Today, the trauma center uses a computerized system that requires that the visitor to produce a state ID, which is checked against the facility’s watch list, and then provides a wearable, color-coded badge.
“One of the nice features of the system is that we can control how many visitors are allowed per bedside,” Levy notes. “If six people are there and more show up, one or more of the original six would need to check out before a new visitor is admitted with a badge. That’s been a key success thus far, and we’re seeing an average of 1,800 visitors a day. I think a lot of that is a testament to our team to be able to stand up the system.”
Levy emphasizes the importance of the role that properly trained personnel play—most employees had never worked in a trauma center before, he says.
“There was the challenge of bringing our existing core group up to speed, as well as recruiting some folks who have experience in other trauma centers, and training them all,” Levy says. “We train in verbal de-escalation, how to talk people down without talking down to people, hand-to-hand self-defense, restraint training, handcuffing techniques, and some of the various physical and mental attributes that are necessary to operate at an effective level for a public safety officer in a trauma center environment.”

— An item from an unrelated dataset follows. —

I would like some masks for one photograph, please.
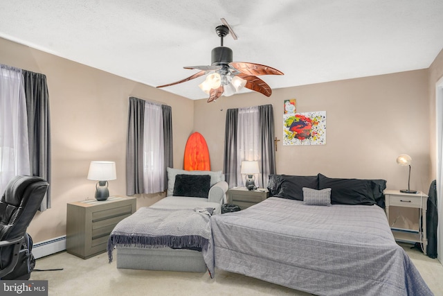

When things do start to get out of hand, the trauma center relies on the University of Chicago Police Department. “They are our first responders, and we work very closely with them,” Levy says. “We cross-train and exercise, and do a lot of team building, because we are working together on a daily basis, but as major incidents or criminal activities occur, we’re reaching out to university police, who are very effective in their response and partnership with us from that standpoint. It’s a true partnership that we work every day to build upon, and I value the strengths and benefits that come from working with the university police department.”
Levy acknowledges that the violence which often plagues the trauma center’s patients isn’t going away any time soon—but that, too, is taken into consideration during the facility’s risk assessments and treatment approaches alike. A multidisciplinary team made up of psychology, spiritual care, social work, and violence recovery program experts is integral to serving both the patients and visitors that fill the trauma center’s halls.
“It’s incumbent upon the city, as well as institutions like the University of Chicago and other trauma centers, to develop programs to best address both the actual medical issues and, even more so, the underlying causes of many of these situations,” Levy says. “Whether it’s unemployment, unsafe housing, domestic violence, or gang activity, these scenarios have a very negative impact on the overall community within Chicago and the greater environment. We must focus on helping to provide a safe haven of care for those patients who are injured, as well as not being a secondary place of violence. Part of what we see every day is some of the outstanding care provided by our clinical team, and we see how we can best partner with them from a public safety standpoint to ensure that our little piece of the community is as safe an environment as possible, that there are not ongoing threats of violence or barriers to care within our walls or campus, and that we help to bring about that access to care that is so vitally needed.”